Medidas Cautelares Urgentes e Relatórios dos OPCs

Além disso, os OPCs têm o dever de realizar medidas cautelares urgentes para assegurar os meios de prova, mesmo antes de autorização judicial, conforme o artigo 249.º, n.º 1, do CPP. Essas medidas podem incluir a identificação de suspeitos, conforme o artigo 250.º, que permite que qualquer pessoa seja identificada se houver suspeitas fundadas sobre sua possível participação em crimes. A identificação pode ocorrer em locais públicos ou sob vigilância policial, sendo que, caso o suspeito não apresente documentos, a identificação pode ser realizada por outros meios, como o reconhecimento por terceiros ou deslocação aos locais onde os documentos se encontram. Em situações de crimes graves, como terrorismo ou criminalidade organizada, as autoridades podem realizar revistas e buscas sem a necessidade de autorização judicial, desde que haja risco iminente para a vida ou integridade de pessoas, conforme o artigo 174.º do CPP. Porém, em casos normais, é necessário que haja uma autorização judicial. Além disso, a apreensão de correspondência e dados de localização celular só pode ocorrer com autorização judicial, salvo em situações de urgência, quando os OPCs podem suspender a remessa de correspondência por até 48 horas ou obter dados de localização celular para proteger a vida ou integridade física de uma pessoa. Por fim, os OPCs são obrigados a elaborar relatórios sobre as diligências realizadas nas medidas cautelares e de polícia, conforme o artigo 253.º, n.º 9, do CPP. Esses relatórios devem ser enviados ao MP ou ao juiz competente, dependendo da fase do procedimento, sendo que em certos casos, como a realização de buscas, a autorização judicial pode ser necessária para validar os atos praticados. Assim, a atuação dos OPCs deve seguir rigorosamente a legislação processual para garantir que as provas sejam obtidas de forma legítima e que o procedimento criminal seja corretamente iniciado.

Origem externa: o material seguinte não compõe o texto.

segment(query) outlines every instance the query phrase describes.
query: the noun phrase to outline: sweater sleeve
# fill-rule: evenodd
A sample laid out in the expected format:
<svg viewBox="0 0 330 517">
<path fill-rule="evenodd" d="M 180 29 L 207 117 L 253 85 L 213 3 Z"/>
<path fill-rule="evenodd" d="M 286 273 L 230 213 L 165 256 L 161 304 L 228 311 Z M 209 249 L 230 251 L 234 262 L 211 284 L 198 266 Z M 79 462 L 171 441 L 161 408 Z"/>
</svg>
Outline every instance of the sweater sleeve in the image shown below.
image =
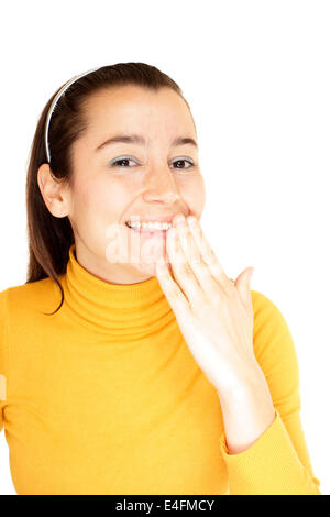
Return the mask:
<svg viewBox="0 0 330 517">
<path fill-rule="evenodd" d="M 270 386 L 275 419 L 245 451 L 230 454 L 224 431 L 220 449 L 230 494 L 321 495 L 300 421 L 299 372 L 289 328 L 275 304 L 252 292 L 255 358 Z"/>
<path fill-rule="evenodd" d="M 4 330 L 6 330 L 6 314 L 4 314 L 4 300 L 6 290 L 0 293 L 0 432 L 3 428 L 3 407 L 6 404 L 6 392 L 7 392 L 7 344 L 4 342 Z"/>
</svg>

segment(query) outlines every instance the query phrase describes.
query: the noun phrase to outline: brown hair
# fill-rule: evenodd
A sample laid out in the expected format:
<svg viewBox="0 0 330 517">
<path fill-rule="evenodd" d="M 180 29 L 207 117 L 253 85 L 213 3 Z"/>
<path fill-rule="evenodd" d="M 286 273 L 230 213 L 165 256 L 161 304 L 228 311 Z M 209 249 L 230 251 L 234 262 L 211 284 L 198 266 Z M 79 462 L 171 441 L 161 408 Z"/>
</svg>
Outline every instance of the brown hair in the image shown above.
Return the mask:
<svg viewBox="0 0 330 517">
<path fill-rule="evenodd" d="M 118 63 L 91 72 L 73 82 L 59 98 L 52 114 L 48 145 L 50 166 L 54 178 L 67 184 L 72 182 L 70 148 L 87 129 L 84 119 L 84 101 L 100 89 L 127 85 L 136 85 L 154 91 L 164 87 L 172 88 L 183 98 L 190 111 L 179 86 L 155 66 L 145 63 Z M 66 272 L 68 251 L 75 242 L 68 217 L 57 218 L 50 212 L 37 184 L 38 167 L 47 163 L 44 141 L 46 118 L 52 101 L 61 88 L 48 100 L 38 119 L 26 177 L 29 265 L 25 284 L 46 277 L 56 282 L 62 300 L 52 315 L 62 307 L 64 301 L 64 290 L 58 275 Z"/>
</svg>

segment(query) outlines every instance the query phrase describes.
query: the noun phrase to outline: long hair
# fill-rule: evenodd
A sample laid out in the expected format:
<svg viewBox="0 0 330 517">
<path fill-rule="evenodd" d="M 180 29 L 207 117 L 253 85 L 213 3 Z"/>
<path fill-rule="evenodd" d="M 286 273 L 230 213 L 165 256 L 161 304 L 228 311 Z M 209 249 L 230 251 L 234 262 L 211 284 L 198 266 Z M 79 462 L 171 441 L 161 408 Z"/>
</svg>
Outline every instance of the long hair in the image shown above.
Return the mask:
<svg viewBox="0 0 330 517">
<path fill-rule="evenodd" d="M 59 98 L 51 118 L 48 145 L 51 170 L 54 179 L 72 185 L 72 145 L 87 129 L 84 103 L 98 90 L 118 86 L 136 85 L 153 91 L 167 87 L 176 91 L 186 102 L 179 86 L 155 66 L 145 63 L 118 63 L 103 66 L 77 79 Z M 26 177 L 26 215 L 29 240 L 29 265 L 26 282 L 51 277 L 57 284 L 64 301 L 64 290 L 58 275 L 66 272 L 68 251 L 75 242 L 68 217 L 53 216 L 46 207 L 37 184 L 37 170 L 47 163 L 45 147 L 45 124 L 53 99 L 51 97 L 37 121 L 33 138 Z M 191 112 L 191 111 L 190 111 Z"/>
</svg>

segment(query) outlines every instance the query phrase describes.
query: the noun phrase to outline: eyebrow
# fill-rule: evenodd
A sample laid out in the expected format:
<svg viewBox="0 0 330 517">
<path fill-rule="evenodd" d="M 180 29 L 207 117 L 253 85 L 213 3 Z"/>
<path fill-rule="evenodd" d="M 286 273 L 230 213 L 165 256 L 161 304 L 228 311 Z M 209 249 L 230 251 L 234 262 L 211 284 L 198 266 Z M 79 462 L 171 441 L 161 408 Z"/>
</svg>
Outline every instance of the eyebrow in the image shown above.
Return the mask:
<svg viewBox="0 0 330 517">
<path fill-rule="evenodd" d="M 145 139 L 140 134 L 117 134 L 116 136 L 111 136 L 111 139 L 106 140 L 102 144 L 100 144 L 96 151 L 100 151 L 101 148 L 106 147 L 106 145 L 111 145 L 114 143 L 124 143 L 124 144 L 140 144 L 145 145 Z M 189 136 L 176 136 L 173 142 L 170 143 L 172 147 L 176 147 L 178 145 L 194 145 L 198 148 L 196 140 Z"/>
</svg>

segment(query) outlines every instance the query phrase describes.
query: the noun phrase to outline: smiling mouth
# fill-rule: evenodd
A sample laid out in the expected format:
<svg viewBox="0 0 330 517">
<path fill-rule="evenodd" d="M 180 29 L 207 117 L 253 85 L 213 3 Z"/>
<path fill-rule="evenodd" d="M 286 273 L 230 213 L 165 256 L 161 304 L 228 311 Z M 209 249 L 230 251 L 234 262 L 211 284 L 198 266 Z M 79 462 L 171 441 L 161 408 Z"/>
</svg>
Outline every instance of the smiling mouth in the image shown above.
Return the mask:
<svg viewBox="0 0 330 517">
<path fill-rule="evenodd" d="M 166 238 L 166 232 L 169 228 L 172 228 L 170 223 L 161 223 L 160 227 L 148 227 L 147 224 L 134 224 L 130 226 L 129 221 L 125 222 L 125 226 L 133 232 L 140 233 L 141 237 L 144 238 Z"/>
</svg>

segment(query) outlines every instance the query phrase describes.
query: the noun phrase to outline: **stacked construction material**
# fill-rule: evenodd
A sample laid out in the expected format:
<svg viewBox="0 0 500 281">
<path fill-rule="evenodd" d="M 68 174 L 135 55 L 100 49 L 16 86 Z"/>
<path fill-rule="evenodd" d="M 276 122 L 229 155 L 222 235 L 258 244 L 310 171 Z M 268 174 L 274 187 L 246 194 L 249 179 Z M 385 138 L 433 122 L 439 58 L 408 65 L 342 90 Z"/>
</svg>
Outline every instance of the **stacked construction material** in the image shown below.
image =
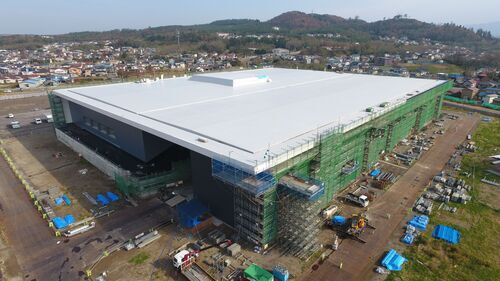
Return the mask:
<svg viewBox="0 0 500 281">
<path fill-rule="evenodd" d="M 444 240 L 450 244 L 458 244 L 460 242 L 460 232 L 452 227 L 438 224 L 432 232 L 432 237 Z"/>
<path fill-rule="evenodd" d="M 106 192 L 106 196 L 109 198 L 109 200 L 111 202 L 116 202 L 116 201 L 118 201 L 118 199 L 120 199 L 120 197 L 118 197 L 118 195 L 114 194 L 111 191 Z"/>
<path fill-rule="evenodd" d="M 343 216 L 334 216 L 332 218 L 332 224 L 333 225 L 344 225 L 346 224 L 347 219 Z"/>
<path fill-rule="evenodd" d="M 420 231 L 427 230 L 427 224 L 429 224 L 429 217 L 425 215 L 414 216 L 413 219 L 408 222 L 408 225 L 411 225 Z"/>
<path fill-rule="evenodd" d="M 96 197 L 97 201 L 99 203 L 101 203 L 101 205 L 103 206 L 107 206 L 109 204 L 109 200 L 108 198 L 106 198 L 106 196 L 102 195 L 102 194 L 97 194 L 97 197 Z"/>
<path fill-rule="evenodd" d="M 406 231 L 401 237 L 401 242 L 411 245 L 415 241 L 415 238 L 420 234 L 419 231 L 425 231 L 427 229 L 427 224 L 429 224 L 428 216 L 414 216 L 406 226 Z"/>
<path fill-rule="evenodd" d="M 75 218 L 73 215 L 68 214 L 63 218 L 61 217 L 55 217 L 52 219 L 52 223 L 54 224 L 54 227 L 56 229 L 63 229 L 68 227 L 69 225 L 75 223 Z"/>
<path fill-rule="evenodd" d="M 398 254 L 396 250 L 390 249 L 384 259 L 382 259 L 382 266 L 389 270 L 399 271 L 402 269 L 403 263 L 406 261 L 407 259 Z"/>
<path fill-rule="evenodd" d="M 273 268 L 274 279 L 278 281 L 287 281 L 289 277 L 288 269 L 282 265 L 276 265 Z"/>
</svg>

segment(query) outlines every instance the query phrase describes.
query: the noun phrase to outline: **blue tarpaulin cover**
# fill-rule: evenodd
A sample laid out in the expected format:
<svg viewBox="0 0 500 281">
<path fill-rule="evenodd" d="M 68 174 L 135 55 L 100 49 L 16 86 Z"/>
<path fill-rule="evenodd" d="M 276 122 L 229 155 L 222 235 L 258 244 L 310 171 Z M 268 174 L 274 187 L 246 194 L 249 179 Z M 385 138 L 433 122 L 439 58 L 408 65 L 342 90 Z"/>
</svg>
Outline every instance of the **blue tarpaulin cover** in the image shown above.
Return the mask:
<svg viewBox="0 0 500 281">
<path fill-rule="evenodd" d="M 66 221 L 67 225 L 73 224 L 75 223 L 75 217 L 73 217 L 73 215 L 71 214 L 68 214 L 64 217 L 64 221 Z"/>
<path fill-rule="evenodd" d="M 432 237 L 444 240 L 451 244 L 458 244 L 460 242 L 460 232 L 452 227 L 438 224 L 432 232 Z"/>
<path fill-rule="evenodd" d="M 56 197 L 56 199 L 54 199 L 54 202 L 56 203 L 56 206 L 61 206 L 64 200 L 61 197 Z"/>
<path fill-rule="evenodd" d="M 425 215 L 414 216 L 413 219 L 408 222 L 409 225 L 421 231 L 425 231 L 427 229 L 428 223 L 429 223 L 429 217 Z"/>
<path fill-rule="evenodd" d="M 109 200 L 108 198 L 106 198 L 106 196 L 102 195 L 102 194 L 97 194 L 96 196 L 96 199 L 97 201 L 99 201 L 99 203 L 101 203 L 101 205 L 103 206 L 106 206 L 109 204 Z"/>
<path fill-rule="evenodd" d="M 334 225 L 344 225 L 346 221 L 346 218 L 344 218 L 343 216 L 333 216 L 332 218 L 332 223 Z"/>
<path fill-rule="evenodd" d="M 380 173 L 382 173 L 382 171 L 380 169 L 375 169 L 373 170 L 371 173 L 370 173 L 370 176 L 372 177 L 376 177 L 378 175 L 380 175 Z"/>
<path fill-rule="evenodd" d="M 407 259 L 402 255 L 398 254 L 396 250 L 390 249 L 387 255 L 385 255 L 382 260 L 382 266 L 389 270 L 399 271 L 401 270 L 403 263 L 405 263 Z"/>
<path fill-rule="evenodd" d="M 66 196 L 66 194 L 64 194 L 63 196 L 61 196 L 61 198 L 64 200 L 64 202 L 66 203 L 66 205 L 71 205 L 71 200 L 69 200 L 69 197 Z"/>
<path fill-rule="evenodd" d="M 115 201 L 118 201 L 118 199 L 120 199 L 120 197 L 118 197 L 118 195 L 114 194 L 111 191 L 106 192 L 106 196 L 109 198 L 109 200 L 111 202 L 115 202 Z"/>
<path fill-rule="evenodd" d="M 208 212 L 208 208 L 194 199 L 177 205 L 177 211 L 182 226 L 192 228 L 202 222 L 202 217 Z"/>
<path fill-rule="evenodd" d="M 415 240 L 415 236 L 410 233 L 405 233 L 401 238 L 401 242 L 411 245 L 413 244 L 413 240 Z"/>
<path fill-rule="evenodd" d="M 52 223 L 54 223 L 54 226 L 56 227 L 56 229 L 66 228 L 68 226 L 66 221 L 60 217 L 53 218 Z"/>
</svg>

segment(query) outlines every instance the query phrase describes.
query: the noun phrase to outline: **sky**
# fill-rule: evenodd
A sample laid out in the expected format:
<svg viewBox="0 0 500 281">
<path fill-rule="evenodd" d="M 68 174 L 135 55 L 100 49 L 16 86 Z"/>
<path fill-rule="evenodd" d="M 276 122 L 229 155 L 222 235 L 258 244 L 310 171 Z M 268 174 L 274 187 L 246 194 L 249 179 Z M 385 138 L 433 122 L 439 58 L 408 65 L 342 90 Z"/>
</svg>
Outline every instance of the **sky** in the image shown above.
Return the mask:
<svg viewBox="0 0 500 281">
<path fill-rule="evenodd" d="M 500 21 L 499 0 L 1 0 L 0 34 L 61 34 L 117 28 L 268 20 L 287 11 L 359 16 L 376 21 L 397 14 L 433 23 L 471 26 Z M 465 2 L 465 3 L 462 3 Z M 468 2 L 468 3 L 467 3 Z"/>
</svg>

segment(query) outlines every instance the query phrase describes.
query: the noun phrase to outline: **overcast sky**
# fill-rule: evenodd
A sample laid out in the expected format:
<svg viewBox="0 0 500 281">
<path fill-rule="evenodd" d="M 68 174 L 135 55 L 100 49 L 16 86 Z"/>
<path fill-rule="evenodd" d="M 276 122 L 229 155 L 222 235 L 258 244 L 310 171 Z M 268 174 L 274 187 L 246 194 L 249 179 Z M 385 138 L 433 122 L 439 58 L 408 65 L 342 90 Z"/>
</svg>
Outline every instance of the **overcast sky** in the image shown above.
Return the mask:
<svg viewBox="0 0 500 281">
<path fill-rule="evenodd" d="M 230 18 L 268 20 L 292 10 L 367 21 L 396 14 L 462 25 L 500 20 L 500 0 L 1 0 L 0 10 L 0 34 L 60 34 Z"/>
</svg>

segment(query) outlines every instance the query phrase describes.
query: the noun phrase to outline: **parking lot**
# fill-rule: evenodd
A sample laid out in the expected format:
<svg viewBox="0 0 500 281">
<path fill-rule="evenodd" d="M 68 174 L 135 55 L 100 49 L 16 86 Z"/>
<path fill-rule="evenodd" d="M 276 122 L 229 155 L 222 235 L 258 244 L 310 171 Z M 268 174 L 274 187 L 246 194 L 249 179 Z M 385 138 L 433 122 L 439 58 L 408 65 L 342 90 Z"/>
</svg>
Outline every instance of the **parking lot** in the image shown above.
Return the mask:
<svg viewBox="0 0 500 281">
<path fill-rule="evenodd" d="M 43 108 L 46 101 L 38 98 L 18 99 L 15 107 L 10 107 L 10 100 L 0 101 L 5 113 L 0 118 L 2 147 L 37 194 L 56 188 L 59 195 L 65 194 L 71 200 L 70 205 L 59 206 L 52 197 L 46 197 L 45 203 L 40 200 L 52 208 L 54 215 L 71 214 L 76 220 L 92 217 L 92 210 L 102 207 L 92 204 L 83 192 L 94 198 L 106 191 L 117 193 L 114 183 L 59 143 L 52 124 L 31 123 L 50 112 Z M 10 112 L 14 118 L 6 117 Z M 20 121 L 22 127 L 9 128 L 13 119 Z M 170 209 L 158 199 L 145 200 L 134 207 L 120 198 L 106 207 L 114 212 L 96 219 L 91 231 L 71 238 L 56 237 L 3 158 L 0 170 L 0 184 L 4 187 L 0 189 L 0 259 L 2 273 L 8 280 L 84 280 L 85 270 L 105 253 L 172 218 Z"/>
</svg>

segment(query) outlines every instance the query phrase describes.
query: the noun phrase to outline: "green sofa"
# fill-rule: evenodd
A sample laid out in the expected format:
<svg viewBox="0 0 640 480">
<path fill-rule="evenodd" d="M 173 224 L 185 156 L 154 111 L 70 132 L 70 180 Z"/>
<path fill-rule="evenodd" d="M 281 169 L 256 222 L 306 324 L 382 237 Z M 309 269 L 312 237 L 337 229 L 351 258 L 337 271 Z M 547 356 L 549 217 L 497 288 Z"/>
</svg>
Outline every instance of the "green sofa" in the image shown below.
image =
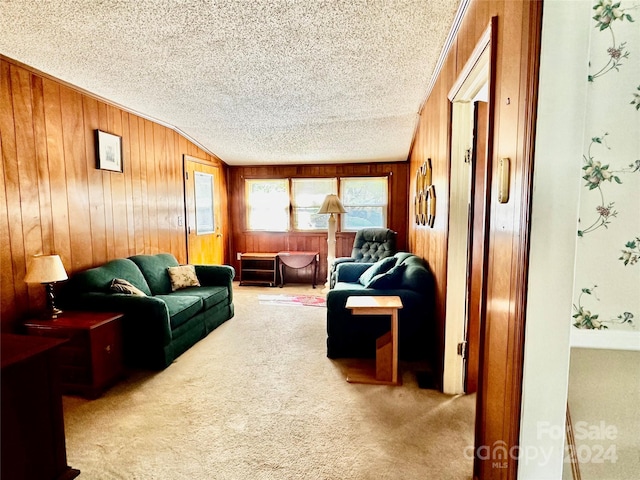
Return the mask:
<svg viewBox="0 0 640 480">
<path fill-rule="evenodd" d="M 201 286 L 171 291 L 168 253 L 119 258 L 73 275 L 60 295 L 69 310 L 115 311 L 123 318 L 123 348 L 129 367 L 161 370 L 233 317 L 233 267 L 195 265 Z M 145 296 L 113 293 L 114 278 Z"/>
<path fill-rule="evenodd" d="M 382 274 L 374 288 L 363 285 L 360 278 L 369 267 L 379 262 L 342 263 L 337 266 L 336 283 L 327 293 L 329 358 L 374 358 L 376 339 L 390 329 L 388 315 L 352 315 L 345 308 L 348 297 L 397 295 L 403 304 L 398 311 L 399 357 L 404 360 L 433 359 L 437 347 L 433 274 L 426 262 L 416 255 L 398 252 L 393 258 L 394 270 Z"/>
</svg>

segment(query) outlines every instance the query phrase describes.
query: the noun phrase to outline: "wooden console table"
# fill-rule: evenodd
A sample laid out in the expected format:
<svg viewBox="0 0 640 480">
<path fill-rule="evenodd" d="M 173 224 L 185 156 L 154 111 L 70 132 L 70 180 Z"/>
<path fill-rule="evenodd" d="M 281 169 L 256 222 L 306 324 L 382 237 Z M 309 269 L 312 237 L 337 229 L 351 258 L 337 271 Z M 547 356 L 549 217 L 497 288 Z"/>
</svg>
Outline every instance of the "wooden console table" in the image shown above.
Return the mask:
<svg viewBox="0 0 640 480">
<path fill-rule="evenodd" d="M 96 398 L 124 374 L 122 313 L 68 310 L 55 320 L 31 319 L 28 335 L 68 339 L 60 347 L 63 393 Z"/>
<path fill-rule="evenodd" d="M 2 478 L 70 480 L 56 338 L 2 334 Z"/>
<path fill-rule="evenodd" d="M 346 308 L 353 315 L 390 315 L 391 330 L 376 340 L 375 366 L 360 362 L 349 369 L 347 382 L 376 385 L 400 385 L 398 378 L 398 310 L 402 300 L 398 296 L 348 297 Z"/>
<path fill-rule="evenodd" d="M 243 253 L 240 255 L 240 285 L 276 286 L 277 253 Z"/>
<path fill-rule="evenodd" d="M 318 260 L 320 254 L 318 252 L 296 252 L 296 251 L 284 251 L 278 252 L 278 258 L 280 259 L 280 288 L 284 285 L 284 266 L 290 268 L 304 268 L 313 264 L 313 288 L 316 288 L 318 282 Z"/>
</svg>

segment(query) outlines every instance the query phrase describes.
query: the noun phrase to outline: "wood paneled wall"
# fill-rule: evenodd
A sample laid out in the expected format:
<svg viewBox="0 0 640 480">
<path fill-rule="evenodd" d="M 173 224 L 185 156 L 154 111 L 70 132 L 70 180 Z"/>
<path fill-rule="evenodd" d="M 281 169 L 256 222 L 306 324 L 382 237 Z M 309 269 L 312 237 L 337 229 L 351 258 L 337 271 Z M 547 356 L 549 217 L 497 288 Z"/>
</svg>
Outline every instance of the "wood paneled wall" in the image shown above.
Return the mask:
<svg viewBox="0 0 640 480">
<path fill-rule="evenodd" d="M 306 250 L 320 252 L 319 283 L 327 277 L 327 232 L 262 233 L 247 232 L 245 225 L 245 178 L 316 178 L 342 176 L 387 176 L 389 178 L 389 228 L 398 232 L 398 249 L 407 249 L 407 191 L 408 163 L 335 164 L 229 167 L 229 205 L 231 218 L 231 246 L 234 266 L 239 268 L 237 253 Z M 338 230 L 339 230 L 338 226 Z M 353 232 L 336 234 L 336 257 L 351 255 Z M 308 269 L 287 271 L 287 280 L 308 282 Z"/>
<path fill-rule="evenodd" d="M 451 141 L 450 88 L 470 57 L 491 18 L 497 17 L 496 64 L 493 71 L 495 102 L 490 148 L 493 168 L 502 157 L 511 159 L 511 198 L 497 202 L 491 185 L 486 322 L 482 326 L 481 376 L 478 397 L 476 446 L 518 444 L 524 305 L 528 263 L 529 197 L 537 101 L 542 2 L 535 0 L 475 0 L 465 15 L 437 82 L 427 99 L 410 157 L 409 191 L 414 191 L 416 169 L 426 158 L 433 164 L 438 198 L 434 228 L 409 227 L 412 252 L 425 258 L 437 279 L 437 311 L 444 345 L 447 271 L 449 161 Z M 493 175 L 496 179 L 497 175 Z M 409 207 L 413 215 L 413 206 Z M 516 478 L 517 462 L 492 465 L 478 462 L 475 476 L 482 479 Z"/>
<path fill-rule="evenodd" d="M 96 169 L 96 129 L 122 137 L 124 173 Z M 3 331 L 44 306 L 44 288 L 24 283 L 33 255 L 60 255 L 69 274 L 142 253 L 186 261 L 182 155 L 226 170 L 174 130 L 5 57 L 0 150 Z"/>
</svg>

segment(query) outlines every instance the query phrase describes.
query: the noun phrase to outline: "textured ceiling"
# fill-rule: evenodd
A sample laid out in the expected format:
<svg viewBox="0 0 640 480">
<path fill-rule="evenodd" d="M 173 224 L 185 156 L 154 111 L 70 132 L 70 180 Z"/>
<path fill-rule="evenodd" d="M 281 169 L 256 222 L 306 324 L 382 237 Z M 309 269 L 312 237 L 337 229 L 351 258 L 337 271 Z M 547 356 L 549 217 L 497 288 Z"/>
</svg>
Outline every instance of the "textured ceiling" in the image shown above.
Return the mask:
<svg viewBox="0 0 640 480">
<path fill-rule="evenodd" d="M 0 53 L 229 165 L 406 160 L 459 0 L 0 0 Z"/>
</svg>

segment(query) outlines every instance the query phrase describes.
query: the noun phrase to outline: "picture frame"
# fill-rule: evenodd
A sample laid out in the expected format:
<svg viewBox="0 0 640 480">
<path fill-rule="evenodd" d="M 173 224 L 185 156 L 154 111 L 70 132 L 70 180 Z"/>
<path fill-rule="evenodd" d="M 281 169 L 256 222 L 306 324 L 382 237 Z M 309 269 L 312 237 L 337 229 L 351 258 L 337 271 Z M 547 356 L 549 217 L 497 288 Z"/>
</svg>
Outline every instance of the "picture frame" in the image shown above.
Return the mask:
<svg viewBox="0 0 640 480">
<path fill-rule="evenodd" d="M 122 137 L 96 130 L 96 168 L 123 172 Z"/>
</svg>

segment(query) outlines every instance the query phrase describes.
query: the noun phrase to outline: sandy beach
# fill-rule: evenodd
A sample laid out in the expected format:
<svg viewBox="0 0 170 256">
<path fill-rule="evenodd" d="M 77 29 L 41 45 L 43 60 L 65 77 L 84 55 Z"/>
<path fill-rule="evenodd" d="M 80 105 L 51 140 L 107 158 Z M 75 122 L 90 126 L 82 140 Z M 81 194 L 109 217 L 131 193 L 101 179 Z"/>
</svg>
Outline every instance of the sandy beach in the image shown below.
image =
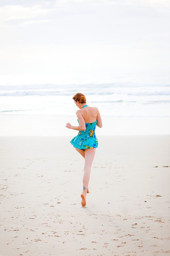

O Inquérito: Conceito, Finalidade e Direção

O inquérito tem um duplo sentido: fase processual preliminar e atividade de investigação e recolha de provas sobre a existência de um crime e seus agentes em ordem à decisão sobre a acusação. Enquanto fase processual, é a primeira fase do processo penal comum e tem por finalidade essencial o esclarecimento da notícia do crime em ordem à decisão sobre a acusação. Enquanto atividade, é o conjunto de diligências processuais que, sob a direção do MP, tem lugar na fase cronológica do inquérito e visa investigar a eventual prática de um crime, determinar os seus agentes e a responsabilidade deles, e descobrir as provas em ordem à decisão sobre a acusação. O inquérito, nos termos do art. 262.º, n.º 2, é constituído por um conjunto de diligências destinadas a investigar a existência de um crime, determinar os seus agentes e a responsabilidade deles, bem como descobrir e recolher as provas necessárias para fundamentar a decisão sobre a acusação. Visa esclarecer a notícia do crime e recolher as provas dos factos apurados, determinando se o crime se confirma, em que termos foi praticado, quem são os seus autores e a respetiva responsabilidade. É o MP que detém a competência exclusiva para a sua direção, conforme o art. 53.º, n.º 2, alínea b) do CPP. Embora o MP possa delegar algumas diligências investigatórias a Órgãos de Polícia Criminal, ele mantém a autoridade sobre o processo, com competências indelegáveis, como o recebimento de denúncias, a direção do inquérito e a dedução da acusação. O juiz de instrução pode intervir em casos específicos, especialmente para garantir os direitos fundamentais dos envolvidos, mas não pode interferir na direção do inquérito, exceto quando necessário para a proteção de direitos constitucionais, conforme o art. 268.º, n.º 2. O objeto do inquérito é definido principalmente pelo artigo 262.º, n.º 1, que estabelece que o inquérito visa investigar a existência de um crime, identificar os seus agentes, apurar a sua responsabilidade e reunir as provas necessárias para fundamentar a decisão sobre a acusação. A notícia de crime, que é a base para o início do inquérito, deve ser de um facto que, em tese, configure um crime conforme o artigo 1.º, n.º 1, alínea a) do CPP.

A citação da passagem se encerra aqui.